Pada masyarakat moderen misalnya menganggap bahwa musim liburan adalah masa yang sangat berharga dan sangat mahal. Masa liburan adalah ritual wajib atau semacam hari raya yang harus dilaksanakan oleh kaum modern yang mungkin jika tidak dilaksanakan kita akan berdosa. Sehingga tidak heran mereka memiliki agenda khusus dan anggaran sendiri dari pendapatan yang dimiliki disisihkan untuk musim liburan ini, bahkan jauh-jauh sebelumnya mereka telah mem-booking tempat dan tiket untuk perjalanannya. Tempatnya juga tak tanggung-tanggung melintasi benua demi merealisasikan musim liburan ini. Uang mereka hamburkan demi merasakan kenikmatan bersama keluarga pada masa libur tersebut. Dalam menyambut musim liburan ini mereka siap menggelontorkan kemampuannya agar tidak kehilangan momen ini. Masyarakat barat mungkin memahami libur (holiday) sebagai suatu hal yang suci seperti dijelaskan sebelumnya sehingga mereka tidak akan melepaskan momentum ini (libur) dan bahkan mengeluarkan biaya yang besar untuk memperingati masa liburan dengan berbagai macam aktifitas.

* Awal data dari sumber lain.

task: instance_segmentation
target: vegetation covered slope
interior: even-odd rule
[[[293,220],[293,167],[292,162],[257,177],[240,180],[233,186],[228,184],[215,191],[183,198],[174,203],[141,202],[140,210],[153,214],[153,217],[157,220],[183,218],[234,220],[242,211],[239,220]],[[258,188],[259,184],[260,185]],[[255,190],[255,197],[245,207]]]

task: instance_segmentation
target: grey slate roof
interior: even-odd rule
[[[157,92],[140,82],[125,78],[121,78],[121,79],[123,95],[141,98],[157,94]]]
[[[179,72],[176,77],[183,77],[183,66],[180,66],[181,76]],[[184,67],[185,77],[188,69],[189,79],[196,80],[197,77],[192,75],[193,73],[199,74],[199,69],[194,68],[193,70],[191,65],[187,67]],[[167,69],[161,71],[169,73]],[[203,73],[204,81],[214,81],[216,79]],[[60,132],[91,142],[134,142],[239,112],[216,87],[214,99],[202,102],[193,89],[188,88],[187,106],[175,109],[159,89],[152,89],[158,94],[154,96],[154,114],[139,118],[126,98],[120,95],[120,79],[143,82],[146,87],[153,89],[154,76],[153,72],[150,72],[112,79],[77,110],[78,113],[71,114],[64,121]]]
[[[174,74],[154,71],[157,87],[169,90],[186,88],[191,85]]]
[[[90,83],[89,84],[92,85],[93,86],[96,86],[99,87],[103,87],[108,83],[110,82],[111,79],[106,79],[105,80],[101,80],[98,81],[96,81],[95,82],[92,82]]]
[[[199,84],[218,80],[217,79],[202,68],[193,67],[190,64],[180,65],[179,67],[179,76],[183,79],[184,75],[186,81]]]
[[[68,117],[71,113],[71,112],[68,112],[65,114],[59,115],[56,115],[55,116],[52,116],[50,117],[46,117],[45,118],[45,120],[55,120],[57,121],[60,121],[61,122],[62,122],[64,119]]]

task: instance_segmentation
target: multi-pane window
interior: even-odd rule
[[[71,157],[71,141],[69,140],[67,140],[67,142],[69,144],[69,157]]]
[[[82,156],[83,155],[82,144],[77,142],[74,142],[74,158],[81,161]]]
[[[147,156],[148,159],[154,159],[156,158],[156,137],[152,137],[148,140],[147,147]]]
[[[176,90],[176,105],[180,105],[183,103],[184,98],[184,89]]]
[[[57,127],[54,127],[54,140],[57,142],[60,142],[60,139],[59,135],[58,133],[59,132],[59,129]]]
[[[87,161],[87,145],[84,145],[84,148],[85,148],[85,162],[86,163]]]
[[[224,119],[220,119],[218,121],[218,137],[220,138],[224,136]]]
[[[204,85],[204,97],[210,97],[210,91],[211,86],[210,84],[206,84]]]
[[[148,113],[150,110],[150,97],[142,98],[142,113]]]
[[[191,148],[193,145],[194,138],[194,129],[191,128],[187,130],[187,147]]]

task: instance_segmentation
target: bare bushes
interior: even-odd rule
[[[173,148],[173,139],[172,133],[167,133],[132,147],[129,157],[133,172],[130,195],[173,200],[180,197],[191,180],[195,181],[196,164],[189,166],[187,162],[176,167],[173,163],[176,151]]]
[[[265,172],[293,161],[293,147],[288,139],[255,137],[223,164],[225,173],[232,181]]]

Dalam konteks lembaga kemahasiswaan apakah hukum libur berlaku padanya? Pernahkah lembaga kemahasiswaan mengadakan libur ?. Yang terjadi selama ini adalah libur dalam hal akademik tetapi kita melihat itu sebagai libur lembaga kemahasiswaan. Kalau kita kembali kepada definisi libur yaitu tidak adanya aktifitas atau kegiatan yang kita lakukan, Maka libur secara akademik tidak berarti meliburkan lembaga kemahasiswaan, libur itu hanya berlaku pada kegiatan akademik dan tidak berlaku universal pada lembaga kemahasiswaan.Libur tidak dapat digeneralkan pada semua kegiatan.Sindrom libur ini menjangkiti kita semua termasuk pada pengurus lembaga kemahasiswaan sehingga membuat program menjadi terhambat. Momentum libur akademik ini harus dimanfaatkan untuk mengkonsolidasikan seluruh stakeholder yang ada untuk membangun visi dan mengejar ketertinggalan.

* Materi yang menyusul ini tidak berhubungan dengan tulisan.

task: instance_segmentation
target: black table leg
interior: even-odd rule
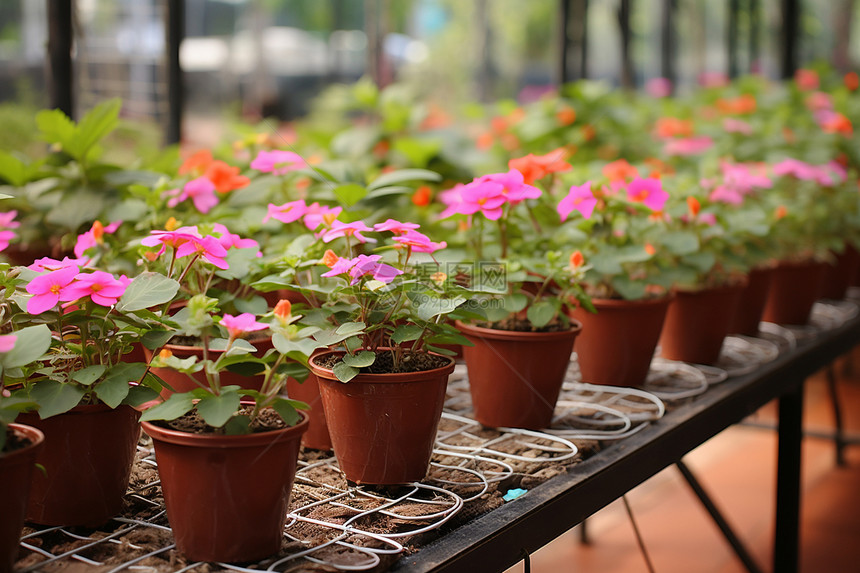
[[[796,573],[800,549],[800,468],[803,437],[803,383],[779,399],[776,470],[775,573]]]

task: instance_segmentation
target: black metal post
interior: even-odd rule
[[[775,573],[797,573],[800,549],[803,383],[779,399],[778,436],[773,570]]]
[[[184,89],[179,46],[185,37],[185,0],[167,0],[167,129],[168,144],[182,141]]]
[[[50,104],[75,117],[72,68],[72,0],[48,0],[48,61]]]
[[[696,494],[696,497],[698,497],[699,501],[702,502],[702,505],[705,506],[705,509],[717,524],[717,527],[719,527],[720,531],[723,532],[723,536],[726,538],[726,541],[728,541],[729,545],[732,546],[732,549],[735,551],[735,555],[738,556],[738,559],[741,560],[747,571],[750,573],[761,573],[762,569],[755,562],[752,555],[750,555],[750,552],[747,551],[746,546],[744,546],[743,542],[729,525],[729,522],[726,521],[726,518],[723,517],[722,512],[711,499],[711,496],[708,495],[708,492],[705,491],[705,488],[702,487],[702,484],[699,483],[699,480],[696,479],[696,476],[692,471],[690,471],[690,468],[687,467],[687,464],[685,464],[683,460],[678,460],[675,465],[678,467],[681,475],[684,476],[684,479],[687,480],[687,484],[693,490],[693,493]]]
[[[726,48],[728,50],[728,74],[730,78],[738,77],[738,16],[740,12],[740,0],[729,2],[729,23],[726,30]]]
[[[669,80],[675,91],[675,0],[663,0],[660,43],[660,74]]]
[[[800,0],[782,0],[782,50],[780,75],[789,79],[797,71],[797,45],[800,42]]]
[[[558,85],[563,86],[570,77],[568,75],[568,52],[570,51],[570,4],[573,0],[559,0],[558,3]]]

Pertanyaan paling mendasar untuk mengatasi sindrom libur yang sudah sangat akut ini dan menjangkiti lembaga kemahasiswaan adalah Apakah libur itu ada ? kalau kita kembali kepada definisi libur yaitu tidak adanya aktifitas yang kita lakukan maka pertanyaannya kemudian adalah pernahkah kita tidak melakukan aktifitas ? kalau kita menjawab pernah, misalnya tidur. Ternyata tidur juga merupakan aktifitas sehingga secara konseptual libur itu tidak ada atau kita tidak pernah tidak melakukan aktifitas. Jadi libur itu sebenarnya tidak ada yang ada hanya kita mengganti aktifitas yang satu ke aktifitas yang lainnya. Tinggal kita melihat apakah tidur yang merupakan aktifitas pantas dan ideal dilakukan dalam lembaga kemahasiswaan. Dengan sendirinya pada lembaga kemahasiswaan tidak mengenal kata libur karena kita tidak pernah berhenti beraktifitas sehingga libur telah mati (holiday is dead).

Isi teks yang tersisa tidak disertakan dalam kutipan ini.